Эта странная маленькая библиотека, как геологическое напластование, не случайно отлагалась десятки лет. Отцовское и материнское в ней не смешивалось, а существовало розно, и, в разрезе своем, этот шкапчик был историей духовного напряженья целого рода и прививки к нему чужой крови.

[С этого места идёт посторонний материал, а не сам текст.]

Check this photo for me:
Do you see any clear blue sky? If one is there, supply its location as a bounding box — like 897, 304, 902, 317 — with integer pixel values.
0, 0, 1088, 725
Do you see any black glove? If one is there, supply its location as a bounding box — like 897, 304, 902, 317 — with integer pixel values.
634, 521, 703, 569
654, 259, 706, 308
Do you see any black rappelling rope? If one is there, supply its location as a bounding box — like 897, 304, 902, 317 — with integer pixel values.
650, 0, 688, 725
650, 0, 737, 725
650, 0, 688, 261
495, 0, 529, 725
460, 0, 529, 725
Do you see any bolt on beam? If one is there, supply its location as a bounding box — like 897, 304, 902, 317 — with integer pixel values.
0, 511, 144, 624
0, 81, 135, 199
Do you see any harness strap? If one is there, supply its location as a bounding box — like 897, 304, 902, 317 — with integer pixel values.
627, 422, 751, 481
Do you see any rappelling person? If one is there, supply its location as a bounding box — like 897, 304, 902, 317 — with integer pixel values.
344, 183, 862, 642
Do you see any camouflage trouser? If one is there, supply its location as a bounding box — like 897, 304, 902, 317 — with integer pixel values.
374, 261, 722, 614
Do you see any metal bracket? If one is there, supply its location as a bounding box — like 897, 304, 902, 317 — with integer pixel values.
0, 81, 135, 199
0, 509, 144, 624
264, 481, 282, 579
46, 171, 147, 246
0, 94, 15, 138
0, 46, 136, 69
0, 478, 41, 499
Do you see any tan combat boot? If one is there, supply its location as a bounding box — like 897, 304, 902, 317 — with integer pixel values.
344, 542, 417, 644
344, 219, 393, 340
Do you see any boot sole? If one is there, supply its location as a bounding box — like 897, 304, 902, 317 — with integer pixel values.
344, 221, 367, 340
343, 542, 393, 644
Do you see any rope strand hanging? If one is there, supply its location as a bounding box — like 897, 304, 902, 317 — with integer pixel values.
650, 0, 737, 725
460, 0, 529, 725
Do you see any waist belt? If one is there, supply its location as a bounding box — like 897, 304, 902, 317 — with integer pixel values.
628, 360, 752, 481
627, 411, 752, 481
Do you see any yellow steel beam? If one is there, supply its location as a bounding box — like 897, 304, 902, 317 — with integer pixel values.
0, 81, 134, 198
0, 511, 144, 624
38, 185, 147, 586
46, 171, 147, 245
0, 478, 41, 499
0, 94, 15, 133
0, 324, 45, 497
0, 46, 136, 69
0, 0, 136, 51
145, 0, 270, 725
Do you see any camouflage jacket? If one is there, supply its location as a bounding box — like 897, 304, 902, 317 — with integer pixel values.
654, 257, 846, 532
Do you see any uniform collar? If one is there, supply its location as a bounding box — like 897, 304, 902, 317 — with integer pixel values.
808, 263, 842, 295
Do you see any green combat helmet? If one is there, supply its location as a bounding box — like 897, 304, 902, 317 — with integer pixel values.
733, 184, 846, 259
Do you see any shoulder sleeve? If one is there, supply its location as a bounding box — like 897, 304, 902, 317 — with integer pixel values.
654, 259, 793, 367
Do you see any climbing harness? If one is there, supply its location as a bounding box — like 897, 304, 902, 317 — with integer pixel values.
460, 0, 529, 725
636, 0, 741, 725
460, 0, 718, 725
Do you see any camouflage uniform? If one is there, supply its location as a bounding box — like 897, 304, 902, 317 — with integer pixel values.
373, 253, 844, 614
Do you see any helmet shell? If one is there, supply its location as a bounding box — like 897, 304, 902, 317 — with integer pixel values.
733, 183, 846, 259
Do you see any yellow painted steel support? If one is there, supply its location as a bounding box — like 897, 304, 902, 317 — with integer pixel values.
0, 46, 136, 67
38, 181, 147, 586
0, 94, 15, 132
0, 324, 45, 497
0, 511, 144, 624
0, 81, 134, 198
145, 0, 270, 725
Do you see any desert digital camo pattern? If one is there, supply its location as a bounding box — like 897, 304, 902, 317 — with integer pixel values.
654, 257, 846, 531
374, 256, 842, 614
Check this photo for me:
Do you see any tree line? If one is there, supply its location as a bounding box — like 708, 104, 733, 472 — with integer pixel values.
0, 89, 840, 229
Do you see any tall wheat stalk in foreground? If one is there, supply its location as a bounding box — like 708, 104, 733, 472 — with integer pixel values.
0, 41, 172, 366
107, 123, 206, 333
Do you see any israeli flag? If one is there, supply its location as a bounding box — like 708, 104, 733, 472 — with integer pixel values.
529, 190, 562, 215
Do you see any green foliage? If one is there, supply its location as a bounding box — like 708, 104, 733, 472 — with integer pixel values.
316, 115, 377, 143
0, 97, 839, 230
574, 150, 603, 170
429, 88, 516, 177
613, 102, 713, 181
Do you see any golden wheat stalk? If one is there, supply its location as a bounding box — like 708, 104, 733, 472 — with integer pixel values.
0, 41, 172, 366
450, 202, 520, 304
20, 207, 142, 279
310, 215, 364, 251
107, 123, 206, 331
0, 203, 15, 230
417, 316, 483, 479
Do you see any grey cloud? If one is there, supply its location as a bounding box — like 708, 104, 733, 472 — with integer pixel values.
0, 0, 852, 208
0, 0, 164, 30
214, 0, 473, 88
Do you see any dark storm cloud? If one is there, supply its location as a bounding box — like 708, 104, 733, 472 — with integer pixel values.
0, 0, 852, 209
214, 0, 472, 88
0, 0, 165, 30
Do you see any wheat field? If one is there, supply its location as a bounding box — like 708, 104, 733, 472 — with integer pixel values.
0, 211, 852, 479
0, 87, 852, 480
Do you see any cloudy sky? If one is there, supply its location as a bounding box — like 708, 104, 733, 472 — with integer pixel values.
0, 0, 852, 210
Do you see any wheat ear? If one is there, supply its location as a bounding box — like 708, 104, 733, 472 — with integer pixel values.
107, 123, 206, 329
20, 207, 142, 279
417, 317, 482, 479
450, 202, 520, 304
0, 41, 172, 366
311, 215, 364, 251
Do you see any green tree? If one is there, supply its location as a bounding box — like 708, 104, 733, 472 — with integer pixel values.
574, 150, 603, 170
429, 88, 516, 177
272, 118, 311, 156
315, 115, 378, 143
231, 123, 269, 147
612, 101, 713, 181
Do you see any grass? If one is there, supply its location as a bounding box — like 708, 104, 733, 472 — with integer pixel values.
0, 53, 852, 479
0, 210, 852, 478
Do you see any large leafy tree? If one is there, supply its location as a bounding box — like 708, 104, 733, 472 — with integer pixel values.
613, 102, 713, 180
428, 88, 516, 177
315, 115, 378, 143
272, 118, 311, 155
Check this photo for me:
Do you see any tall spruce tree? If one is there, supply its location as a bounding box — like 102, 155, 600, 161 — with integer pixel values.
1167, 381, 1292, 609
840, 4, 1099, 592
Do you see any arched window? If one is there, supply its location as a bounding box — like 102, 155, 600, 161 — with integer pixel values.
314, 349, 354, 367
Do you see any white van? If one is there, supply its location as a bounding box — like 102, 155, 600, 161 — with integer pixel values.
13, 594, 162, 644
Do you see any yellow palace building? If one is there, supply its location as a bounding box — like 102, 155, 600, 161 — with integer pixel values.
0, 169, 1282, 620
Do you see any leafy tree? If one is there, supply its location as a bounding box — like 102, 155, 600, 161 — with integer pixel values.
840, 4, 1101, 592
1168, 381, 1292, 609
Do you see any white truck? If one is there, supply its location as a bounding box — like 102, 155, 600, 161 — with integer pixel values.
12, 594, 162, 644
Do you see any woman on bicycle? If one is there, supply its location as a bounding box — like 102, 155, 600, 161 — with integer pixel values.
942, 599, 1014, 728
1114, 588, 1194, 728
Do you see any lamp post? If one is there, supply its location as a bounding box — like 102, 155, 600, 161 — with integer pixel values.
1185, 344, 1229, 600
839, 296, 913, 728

Нижнюю полку я помню всегда хаотической: книги не стояли корешок к корешку, а лежали, как руины: рыжие Пятикнижия с оборванными переплетами, русская история евреев, написанная неуклюжим и робким языком говорящего по-русски талмудиста. Это был повергнутый в пыль хаос иудейский. Сюда же быстро упала древнееврейская моя азбука, которой я так и не обучился. В припадке национального раскаянья наняли было ко мне настоящего еврейского учителя. Он пришел со своей Торговой улицы и учил, не снимая шапки, отчего мне было неловко. Грамотная русская речь звучала фальшиво. Еврейская азбука с картинками изображала во всех видах – с кошкой, книжкой, ведром, лейкой одного и того же мальчика в картузе с очень грустным и взрослым лицом. В этом мальчике я не узнавал себя и всем существом восставал на книгу и науку. Одно в этом учителе было поразительно, хотя и звучало неестественно, – чувство еврейской народной гордости. Он говорил об евреях, как француженка о Гюго и Наполеоне. Но я знал, что он прячет свою гордость, когда выходит на улицу, и поэтому ему не верил.